Race and class are intrinsically linked in the present crisis. In such circumstances, people’s despair and alienation can go in many directions. Even the booing of players taking a knee by Millwall football “fans” shows what a fault-line racism is.

Similarly, conspiracy theories and anti-vaccine protests can easily develop racist undercurrents. Notorious antisemite David Icke spoke on some of the sizeable London rallies while the far right have attempted to relate to the crowds.

In Britain at present, the far right remain on the margins. SUTR and Unite Against Fascism’s successful mobilisations against Tommy Robinson and the FLA/DFLA in 2019 had a huge effect on their confidence and numbers.

Similar success has been achieved by anti-fascist groups in other parts of Europe. 2020 saw the final humiliation of Golden Dawn in Greece with the conviction and lengthy imprisonment of its leaders for operating a criminal organisation. This was a tribute to the work of groups such as KEERFA, the United Movement against Racism and the Fascist Threat. In Austria dogged campaigning culminated in a real setback for the fascists in elections in Vienna.

But in France and elsewhere the fascists remain strong. Macron’s behaviour is in part an attempt to outflank National Rally’s Marine Le Pen. Meanwhile across Europe, the pandemic has exacerbated deeply entrenched discrimination against Gypsy, Roma and Traveller communities.

Trump’s defeat will not mean that his brand of racist populism will go away anymore than setbacks for the far right in Britain means that their threat has disappeared.

The economic fallout from the Covid-19 crisis will be immense. Already hundreds of thousands have joined the dole queues. Only the extension of the furlough scheme has staved off the kind of jobs massacre we saw in the 1980s, but that lifeline will end in the spring. Any disruption caused by Brexit can intensify the crisis.

In these circumstances it is obvious that the Tories will continue to target refugees, migrants and Muslim communities, offering them up as scapegoats for their own failings.

But it’s far from automatic that they will succeed. Just like in the US the hundreds of thousands of BLM protesters in Britain were from all backgrounds. The fact that protests took place from Dorset to the Orkney Islands shows that sections of the white working class, students and others are committed to fighting racism.

This solidarity is a reflection of the fact that despite the very clear additional discrimination faced by BAME communities, there is also a common experience of exploitation and alienation that is shared across the ethnic divide.

SUTR along with a network of international organisations is determined to build upon this on Saturday 20 March. On this day protests will be held across the continents to mark UN Anti-Racism Day. In Britain the events are supported by the Trades Union Congress and will be held on a local basis to ensure Covid-19 safety.

These events are not token. They are an attempt to make a major political statement that working class people will oppose the politics of divide and rule.
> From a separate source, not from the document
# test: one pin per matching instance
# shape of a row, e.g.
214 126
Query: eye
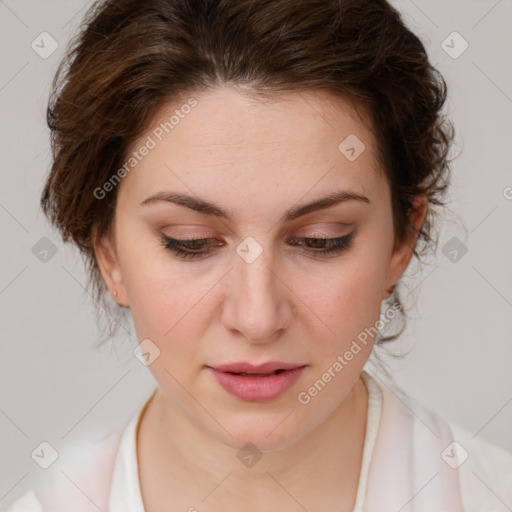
200 247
The broader and more powerful these mobilisations are, the more they reflect the BLM movement and involve trade union, faith groups and campaigning organisations, the more they can shape the future.
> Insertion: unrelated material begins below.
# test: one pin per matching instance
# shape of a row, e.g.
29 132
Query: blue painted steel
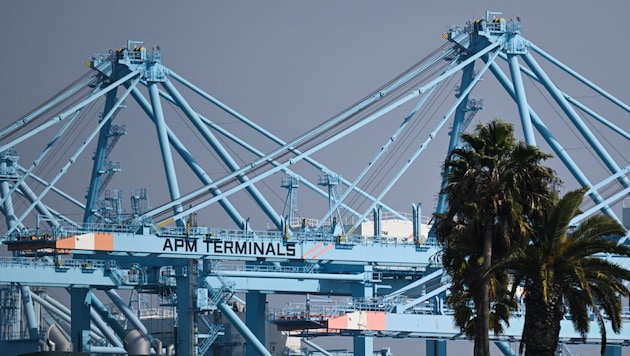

Socialists and anti-racists have to be at the heart of immunising working class communities from the virus of racism as well as fighting against the poverty and discrimination faced by BAME communities.
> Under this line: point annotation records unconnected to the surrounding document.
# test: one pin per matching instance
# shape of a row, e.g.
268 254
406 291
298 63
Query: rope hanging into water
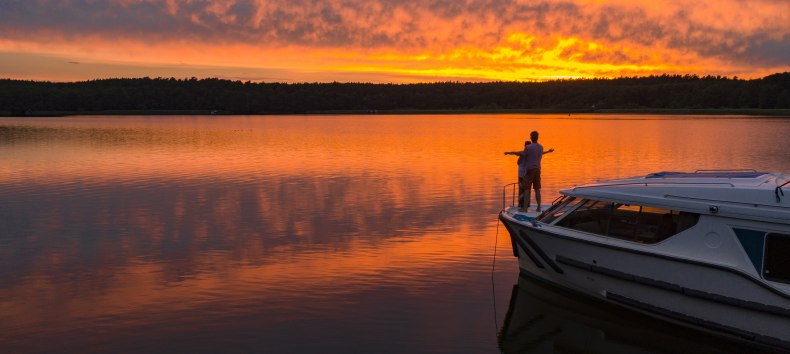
493 285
For socialists, BLM has opened up many fresh opportunities. A new generation of activists has burst onto the scene. Parliamentary elections and the Labour project have not been at the heart of their activism. They have been asking the big questions about the racism in our society and the need for fundamental social change.

Revolutionary change, and the tradition of revolutionary struggle by anti-racists, has even come onto our Sunday night TV screens with Steve McQueen’s series of Small Axe films.

While building the widest possible anti-racist alliance through SUTR, socialists need to fight to win the new generation of activists to the idea of revolutionary change.